Asserting that bilateral agreements should be done away with, he said these agreements "made sense earlier when you wanted to defend your market and flying was not as safe which made you limit their numbers. In those days, the airlines were considered national flag carriers. But the situation has completely changed now".
 
The Single European Sky project was launched in 1991 and was supposed to have been implemented within three years. However, it is yet to be implemented.
 
"No new technology is required. What we need are leaders with vision," he said.
 
On the "open sky" arrangement between Europe and the United States, Bisignani said the agreement could have opened up vast potential, but "the US government did not open up".
 
On the major challenge posed to the aviation industry by rising fuel costs, the IATA chief said he expected the global airlines' fuel bill to rise by $14 billion dollars to $149 billion next year.
 
The IATA chief said once the proposed "Single European Sky" was achieved, it would save an estimated 12 million tonnes of carbon dioxide a year.
 
However, he maintained that "Europe has been dragging its feet for nearly two decades. We have had enough of hot air -- it is time for political will and action".
 
While the traffic growth was expected to slow down from 5.9 per cent in 2007 to four per cent in 2008, aircraft deliveries would rise from 1,041 to 1,281 next year.
 
"The peak of the business cycle is over and we are still $190 billion in debt.
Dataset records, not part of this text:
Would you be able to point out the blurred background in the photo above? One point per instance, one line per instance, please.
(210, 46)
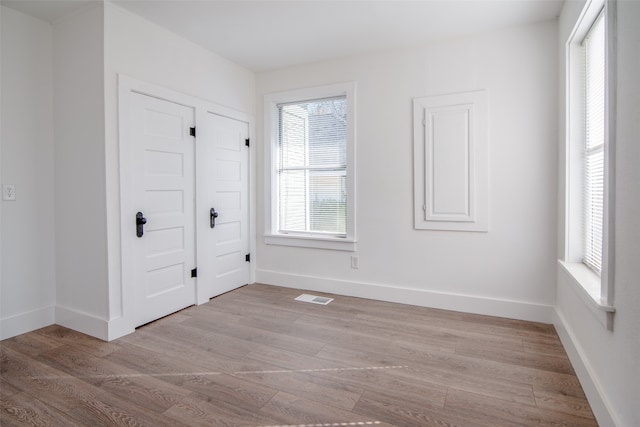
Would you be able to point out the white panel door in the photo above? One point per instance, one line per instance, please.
(163, 181)
(227, 178)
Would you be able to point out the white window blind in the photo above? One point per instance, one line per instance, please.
(594, 50)
(312, 167)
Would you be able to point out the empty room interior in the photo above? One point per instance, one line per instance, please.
(320, 213)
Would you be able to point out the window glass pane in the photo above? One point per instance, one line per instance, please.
(328, 205)
(312, 166)
(293, 200)
(594, 49)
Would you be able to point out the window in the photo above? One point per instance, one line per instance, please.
(590, 157)
(593, 46)
(311, 134)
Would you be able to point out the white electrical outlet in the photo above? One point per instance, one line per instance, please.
(355, 261)
(8, 192)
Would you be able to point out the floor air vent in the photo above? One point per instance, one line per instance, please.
(314, 299)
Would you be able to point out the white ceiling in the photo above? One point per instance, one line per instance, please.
(268, 34)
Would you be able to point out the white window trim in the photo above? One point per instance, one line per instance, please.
(271, 101)
(596, 292)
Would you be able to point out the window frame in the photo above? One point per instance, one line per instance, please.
(271, 135)
(595, 290)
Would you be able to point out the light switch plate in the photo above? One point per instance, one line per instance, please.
(8, 192)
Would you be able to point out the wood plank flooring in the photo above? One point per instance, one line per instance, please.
(255, 357)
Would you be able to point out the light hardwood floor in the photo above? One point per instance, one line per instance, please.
(255, 357)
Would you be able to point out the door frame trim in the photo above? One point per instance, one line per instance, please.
(123, 323)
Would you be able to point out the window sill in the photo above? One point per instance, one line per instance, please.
(587, 285)
(332, 243)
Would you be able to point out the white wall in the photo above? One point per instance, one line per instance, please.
(142, 50)
(510, 270)
(81, 238)
(608, 362)
(27, 292)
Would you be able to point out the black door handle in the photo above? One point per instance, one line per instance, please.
(140, 222)
(212, 217)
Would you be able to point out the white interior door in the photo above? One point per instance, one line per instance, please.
(227, 177)
(163, 190)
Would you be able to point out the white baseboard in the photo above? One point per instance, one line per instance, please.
(26, 322)
(82, 322)
(593, 390)
(424, 298)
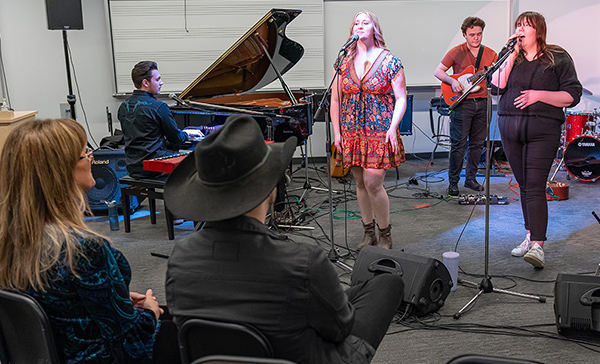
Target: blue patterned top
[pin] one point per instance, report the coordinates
(92, 317)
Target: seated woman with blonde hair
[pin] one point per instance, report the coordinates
(48, 252)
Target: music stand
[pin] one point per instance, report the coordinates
(485, 286)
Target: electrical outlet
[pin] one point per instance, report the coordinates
(65, 110)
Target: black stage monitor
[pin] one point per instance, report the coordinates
(577, 305)
(64, 14)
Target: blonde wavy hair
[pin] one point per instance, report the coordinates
(41, 205)
(377, 33)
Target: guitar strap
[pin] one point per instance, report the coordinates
(478, 60)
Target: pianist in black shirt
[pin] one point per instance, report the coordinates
(147, 123)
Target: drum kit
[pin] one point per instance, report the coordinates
(581, 144)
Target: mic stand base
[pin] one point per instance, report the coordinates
(486, 287)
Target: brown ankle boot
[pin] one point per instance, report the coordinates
(385, 237)
(370, 238)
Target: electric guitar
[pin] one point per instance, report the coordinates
(466, 78)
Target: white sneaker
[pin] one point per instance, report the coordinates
(522, 248)
(535, 256)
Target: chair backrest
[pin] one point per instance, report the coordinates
(230, 359)
(25, 330)
(488, 359)
(202, 337)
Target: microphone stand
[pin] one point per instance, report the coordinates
(71, 99)
(485, 286)
(333, 255)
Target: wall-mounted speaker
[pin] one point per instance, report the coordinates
(427, 281)
(577, 305)
(107, 168)
(64, 14)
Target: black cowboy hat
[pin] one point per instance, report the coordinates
(229, 173)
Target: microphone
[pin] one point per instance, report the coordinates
(350, 41)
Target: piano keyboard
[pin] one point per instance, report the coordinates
(165, 164)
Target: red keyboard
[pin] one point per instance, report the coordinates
(164, 164)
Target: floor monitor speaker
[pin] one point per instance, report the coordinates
(64, 14)
(427, 282)
(107, 168)
(577, 305)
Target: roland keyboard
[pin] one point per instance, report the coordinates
(165, 164)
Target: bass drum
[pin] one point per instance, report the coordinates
(582, 158)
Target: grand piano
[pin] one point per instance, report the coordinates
(228, 87)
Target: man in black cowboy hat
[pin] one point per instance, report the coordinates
(236, 269)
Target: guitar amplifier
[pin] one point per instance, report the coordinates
(577, 305)
(108, 167)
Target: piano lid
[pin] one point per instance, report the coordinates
(244, 66)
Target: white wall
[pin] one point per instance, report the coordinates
(35, 65)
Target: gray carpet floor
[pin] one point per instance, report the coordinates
(427, 223)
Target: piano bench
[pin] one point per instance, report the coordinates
(144, 188)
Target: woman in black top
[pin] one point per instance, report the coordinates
(536, 82)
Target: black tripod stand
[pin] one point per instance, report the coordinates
(333, 255)
(485, 286)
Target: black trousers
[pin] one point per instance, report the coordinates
(166, 344)
(530, 144)
(375, 302)
(468, 127)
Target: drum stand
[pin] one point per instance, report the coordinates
(485, 286)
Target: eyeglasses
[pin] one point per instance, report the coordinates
(89, 153)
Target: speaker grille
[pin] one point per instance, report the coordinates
(107, 184)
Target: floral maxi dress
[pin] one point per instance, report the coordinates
(366, 114)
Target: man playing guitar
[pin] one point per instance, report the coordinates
(468, 119)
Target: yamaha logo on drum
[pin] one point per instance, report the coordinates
(586, 144)
(586, 174)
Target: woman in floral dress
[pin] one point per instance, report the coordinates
(368, 101)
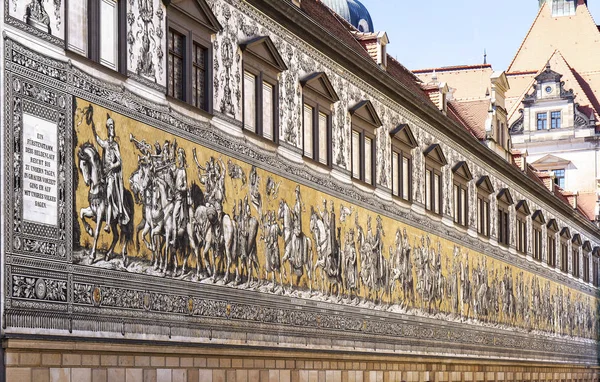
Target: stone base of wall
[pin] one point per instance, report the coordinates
(85, 361)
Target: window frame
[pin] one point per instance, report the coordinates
(551, 233)
(543, 120)
(552, 120)
(93, 42)
(403, 144)
(365, 122)
(587, 258)
(504, 201)
(576, 248)
(434, 162)
(595, 267)
(364, 133)
(537, 236)
(266, 70)
(321, 102)
(461, 175)
(195, 34)
(565, 237)
(522, 229)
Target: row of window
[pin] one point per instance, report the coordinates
(188, 80)
(555, 120)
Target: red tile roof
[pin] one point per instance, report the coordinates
(474, 114)
(452, 68)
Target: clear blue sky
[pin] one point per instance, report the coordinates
(435, 33)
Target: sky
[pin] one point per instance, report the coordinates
(436, 33)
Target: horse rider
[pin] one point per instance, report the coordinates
(113, 171)
(180, 209)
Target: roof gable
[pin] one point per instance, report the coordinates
(199, 11)
(462, 169)
(319, 83)
(436, 154)
(404, 134)
(505, 196)
(263, 48)
(576, 37)
(484, 183)
(366, 112)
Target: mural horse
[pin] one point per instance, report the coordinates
(91, 169)
(297, 248)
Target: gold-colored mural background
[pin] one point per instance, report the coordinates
(450, 266)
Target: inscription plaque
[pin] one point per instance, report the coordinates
(40, 191)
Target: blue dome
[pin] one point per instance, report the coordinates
(354, 12)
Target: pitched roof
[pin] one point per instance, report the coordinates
(470, 82)
(343, 31)
(577, 37)
(474, 114)
(523, 84)
(586, 204)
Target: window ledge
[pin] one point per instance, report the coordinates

So we could be headed for a downturn with little cash in the bank to cushion the fall," he warned the airline industry.
 
Bisignani said revenues of airlines would come under pressure with yields dropping 3.5 per cent in real terms. "This is greater than the expected 3.2 per cent drop in non-fuel unit costs and partly reflects the anticipated impact of the credit crunch on corporate travel budgets," he said.
 
Referring to heightened security concerns, Bisignani said though security constituted a major part of the aviation agenda it was still a costly and uncoordinated mess.
 
"We are more secure than we were in 2001 but the annual bill is now $5.9 billion dollars which is $300 million more than our earlier estimates," he said.